History of gymnastics
Gymnastics, as an activity, exists for more than two thousand years in one form or another, from the ancient Greek Olympics and Roman ceremony to today’s modern meets.
As an organized and truly competitive sport, gymnastics was introduced in the mid-1800s. Amateur associations gathered together by the late nineteenth century and began to have their own championships.
Gymnastics made its debut in 1896, at the first international Olympic Games in Athens, Greece. Vaulting, parallel bars, pommel horse, and rings events for men were included in the Olympic tournament. The first women’s Olympic gymnastics events were held in 1928.
In order to become successful at the sport of gymnastics, you will have to get into a routine of practice.
As a sport rhythmic gymnastics was formed in the Soviet Union in the postwar period. After the October revolution rhythm and plastic dance became very popular. So, plastic Dance Studio was established in 1923 in Petrograd. The teachers used the basics of “aesthetic gymnastics” by François Delsarte, “rhythmic gymnastics” by Emile Jacques Del Crozat and “free dance” by Isadora Duncan.
Graduate School of Art movement was opened in 1934 in Leningrad. So, in 1938 there were first specialists in rhythmic gymnastics with a higher education in the Soviet Union. Future coaches passed exams in rhythmic gymnastics, fencing, swimming, sports games, anatomy and physiology, pedagogy and psychology …
Development of a new sport was interrupted by the war. But already in 1947 the first all-union competition in rhythmic gymnastics was held in Tallinn. The first official championship of the USSR was held in 1949, in Kiev.
Lilia Nazmudinova, who won national championship in 1954, became the first master of sports in rhythmic gymnastics.
The international debut of rhythmic gymnastics as a sport was held on 7-8 December, 1963 in Budapest. Later, these events have received the status of the first World Cup.
The tragic fate in the history of gymnastics
– The fate of Elena Mukhina is the most famous tragedy in the history of Soviet gymnastics. Elena Mukhina became famous overnight; it was in 1978, when she won the absolute world championship. Two years later, she received a serious injury and was bedridden for 26 years.
– American gymnast Julissa Gomez was killed as a result of injuries received during the vault in 1988. She was completely paralyzed. Julissa’s family took care of her for three years. Gomez died of an infectious disease in 1991, in Houston. She was only eighteen years old.

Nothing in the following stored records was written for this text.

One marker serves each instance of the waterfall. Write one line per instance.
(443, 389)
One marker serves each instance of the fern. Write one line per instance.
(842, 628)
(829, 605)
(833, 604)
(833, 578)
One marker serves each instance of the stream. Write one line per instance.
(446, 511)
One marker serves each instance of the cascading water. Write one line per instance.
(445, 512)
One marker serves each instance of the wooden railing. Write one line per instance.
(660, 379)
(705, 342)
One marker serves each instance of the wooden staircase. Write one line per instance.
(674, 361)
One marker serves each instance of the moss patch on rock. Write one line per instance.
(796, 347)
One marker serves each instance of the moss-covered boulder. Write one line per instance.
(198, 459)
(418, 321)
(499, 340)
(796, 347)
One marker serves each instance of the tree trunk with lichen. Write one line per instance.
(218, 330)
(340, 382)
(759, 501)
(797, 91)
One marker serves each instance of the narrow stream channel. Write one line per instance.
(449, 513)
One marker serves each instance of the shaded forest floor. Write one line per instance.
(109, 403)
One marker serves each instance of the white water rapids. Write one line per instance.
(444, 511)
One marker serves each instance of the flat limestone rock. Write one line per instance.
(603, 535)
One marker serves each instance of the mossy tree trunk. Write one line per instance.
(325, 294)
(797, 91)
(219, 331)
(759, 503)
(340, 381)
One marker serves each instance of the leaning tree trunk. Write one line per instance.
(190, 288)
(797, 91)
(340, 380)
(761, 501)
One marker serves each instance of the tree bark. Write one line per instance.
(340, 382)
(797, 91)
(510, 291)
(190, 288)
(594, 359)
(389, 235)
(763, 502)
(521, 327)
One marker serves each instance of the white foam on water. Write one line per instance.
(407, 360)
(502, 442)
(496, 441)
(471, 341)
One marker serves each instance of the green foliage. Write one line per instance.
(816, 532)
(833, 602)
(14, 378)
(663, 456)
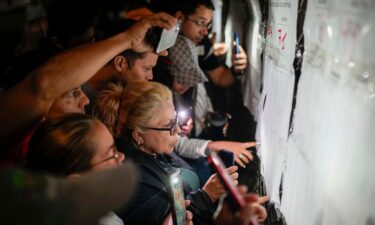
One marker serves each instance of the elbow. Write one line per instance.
(40, 85)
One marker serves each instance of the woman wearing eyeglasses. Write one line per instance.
(142, 117)
(71, 145)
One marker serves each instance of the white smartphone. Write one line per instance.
(177, 197)
(168, 37)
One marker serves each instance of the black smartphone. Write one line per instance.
(177, 198)
(235, 199)
(168, 37)
(183, 117)
(236, 40)
(227, 157)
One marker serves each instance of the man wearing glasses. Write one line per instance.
(196, 16)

– In 1989 the judge said to Christy Henrish that she was too fat. As a result, Christie had anorexia and six years later she died of multiple organ failure a few days before her 22nd birthday. She weighed less than 22 kg. Her death and career described in the book Little Girls In Pretty Boxes.
– World Cup winner Sergey Pogiba landed on his head during the warm-up. The diagnosis was fracture of the sixth cervical vertebra. Sergey died paralyzed.
– The famous Romanian gymnast, Olympic champion in Atlanta, Alexandra Marinescu damaged spine in 1997 and was forced to leave the sport at the age of 15. To avoid complete paralysis, she underwent three operations and remained disabled for life.
– Terrible reminder of the fragility of the human mind and body is the story that happened to 17-year-old Chinese woman Sanya Lan at the Goodwill Games in 1998 in New York. In 2008, Sanya Lan carried the Olympic torch at the Paralympic Games in Beijing.
– Eugene Shabayev died of heart attack at the age of 24.
– In mid-August 2001, 12-year-old Alexandra Huci fell into a coma. For five days the doctors tried to bring the girl back to life, but in the end their efforts were in vain – on August 20 Alexander died. She was one of the hopes of the Romanian gymnastics.
– On November 9, 2001, Maria Zasypkina decided to try a new element without insurance. Coach was not there. The girl was paralyzed. A few days ago, on October 31, 2001 Zasypkina won the silver medal at the world championships. Now Maria fully recovered after a terrible injury.
– In November 2002 German gymnast Johan Hablik broke his neck vertebra and since then his left arm is paralyzed.
– In July 2003, a Cameroonian gymnast Hassan Alim died on the platform during the national championship in gymnastics. During one of the exercises athlete landed badly on his head and broke his skull. 24-year-old Hassan died shortly after he was brought to the hospital.
– On July 15, 2004, German gymnast Ronny Ziesmer, one of the contenders for the medals at the Olympics-2004, fell and injured his cervical vertebra. As a result his arms and legs were paralyzed.
– 15-year-old Chinese gymnast Wang Yan was seriously injured at the National Championships in China in June 2007.
– 19-year-old Michelle Maitland died during one of the training in 2009 in Australia.